To send: Make tinfoil envelopes, put absorbent paper pieces into envelope. Tinfoil is generally around most peoples homes, absorbent paper (index cards work) are less than a buck for a lifetime supply. Sterilize in a pressure cooker (cost is free-$100, average for used is ~$25 on kijiji), and transfer yeast sediment from a starter using a sterile pipette. I generally recommend doing this next to an alcohol lamp or bunsen burner to maintain cleanliness. A pack of 100 individually wrapped sterile pipettes is $25 on amazon, I built my alcohol lamp out of scrap materials from my kitchen; to buy the parts new is a few bucks.

So worst case scenario, you're looking at a $50-$100 one-time start-up cost, which also gives you the materials (minus stamps + paper envelopes) to send out and receive few hundred yeasts.

So it is #cheap and #easy. If you can boil wort you too can do it.

Sending slurry is both much more expensive (you're paying for package mail, not letter mail), less reliable (freezing or overheating during transport is much more damaging with living slurry than dried inert cells), and can be illegal if crossing international boarders.

B
 
It is cheap & easy - and that's my blog, I've sent yeast to over 100 people, so I know:

...

Sending slurry is both much more expensive (you're paying for package mail, not letter mail), less reliable (freezing or overheating during transport is much more damaging with living slurry than dried inert cells), and can be illegal if crossing international boarders.

B

I was about to ask why you don't just ship microcentrifuge tube samples, but I never considered international shipments. I'll have to remember that.
 
Update:
On the third and final build up of the kveik I somehow got an infection in it when I cold crashed it. It was super disappointing and incredibly frustrating.
But turns out my LHBS is pretty much just reproducing this often now, and giving it to people who are interested, so I got a new vial of it. This time around there was clearly more yeast in the sample, so that was nice.
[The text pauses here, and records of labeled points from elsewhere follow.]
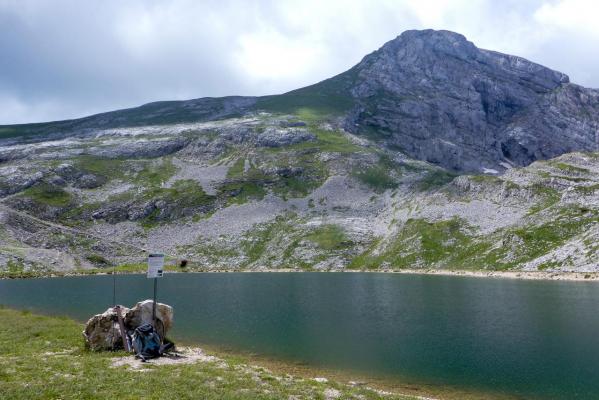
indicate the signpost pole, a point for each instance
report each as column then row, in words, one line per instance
column 155, row 269
column 154, row 303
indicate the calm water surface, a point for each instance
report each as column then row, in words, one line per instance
column 530, row 339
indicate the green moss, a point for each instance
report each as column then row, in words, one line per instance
column 43, row 358
column 237, row 169
column 97, row 259
column 540, row 239
column 587, row 190
column 547, row 197
column 49, row 195
column 330, row 237
column 377, row 177
column 435, row 179
column 108, row 168
column 569, row 168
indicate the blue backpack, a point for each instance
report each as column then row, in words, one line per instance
column 147, row 343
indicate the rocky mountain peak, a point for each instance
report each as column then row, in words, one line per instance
column 437, row 97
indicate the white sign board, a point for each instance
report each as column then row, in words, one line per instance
column 155, row 265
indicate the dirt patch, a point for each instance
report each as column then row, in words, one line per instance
column 184, row 355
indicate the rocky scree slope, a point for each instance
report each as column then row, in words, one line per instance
column 430, row 153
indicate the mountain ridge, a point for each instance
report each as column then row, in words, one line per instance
column 431, row 94
column 407, row 160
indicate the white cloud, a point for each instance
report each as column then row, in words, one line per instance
column 573, row 15
column 66, row 58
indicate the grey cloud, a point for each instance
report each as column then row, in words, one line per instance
column 68, row 58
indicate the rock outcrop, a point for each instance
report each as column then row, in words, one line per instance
column 438, row 98
column 141, row 313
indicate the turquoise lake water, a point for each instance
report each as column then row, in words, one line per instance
column 528, row 339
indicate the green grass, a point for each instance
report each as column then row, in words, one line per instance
column 44, row 358
column 435, row 179
column 547, row 197
column 569, row 168
column 50, row 195
column 185, row 194
column 378, row 178
column 322, row 100
column 330, row 237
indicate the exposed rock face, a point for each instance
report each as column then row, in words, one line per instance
column 439, row 98
column 141, row 314
column 102, row 331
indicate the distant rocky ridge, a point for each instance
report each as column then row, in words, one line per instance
column 430, row 153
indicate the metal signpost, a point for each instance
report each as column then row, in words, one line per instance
column 155, row 268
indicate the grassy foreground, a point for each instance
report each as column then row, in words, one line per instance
column 44, row 358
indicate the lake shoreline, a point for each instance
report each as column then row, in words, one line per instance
column 570, row 276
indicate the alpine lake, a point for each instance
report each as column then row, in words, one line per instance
column 508, row 338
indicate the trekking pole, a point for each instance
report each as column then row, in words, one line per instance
column 154, row 302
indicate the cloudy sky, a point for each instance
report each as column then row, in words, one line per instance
column 69, row 58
After the first round of building it up I would guess I likely had about as much as you would get in a fresh white labs vial. I did 1L of about 1.037 (100g of dme) wort with probably about 1/8 tsp yeast nutrient. It looked to have fermented out in 24 hrs at about 30c, but I left it for another 24h and kept whirling up the yeast when I walked in the room. Then cold crashed it for 24h, this time in a closed glass jar. This fermented malt drink was at 1.009.

Last night, I started the second round of building it up. Decanted down to about 100ml of liquid left, with probably about 100ml of yeast on the bottom, this time pouring on top 1.5L of about 1.049 wort (200g dme), and about 1/8 tsp yeast nutrient. Again I have the room it's in up to about 30c, and it was going crazy already when I headed to bed; about 4 hrs after pouring in the new wort. This morning, about 12 hrs after, there were clear signs of a krausen that had dropped out. Though there was still a little movement in the wort. I'll still let this go for 48 hrs total, then cold crash for 24h again, then I'll likely start a third round with 2L of about 1.055 wort (300g dme), and follow the same procedure.
After that I will take some and make a new starter and make a beer with it. I made a small batch with some wild hops that I got, and I'll know how those taste in a few weeks. So I'll probably first either make a pale ale or a blonde with this yeast, and then after I see how the hops are, I'll make the Vossøl.
 
any tasting notes on the yeast itself? I taste most of my starter worts when i decant them (especially saisons) and Im pretty interested in this stuff. I read all those articles on the wooden yeast rings and everything
 
Yeah, it's so weak it's hard to tell exactly how the final product will be, but the way Lars describes it I think fits best: Christmas spices with orange overtones.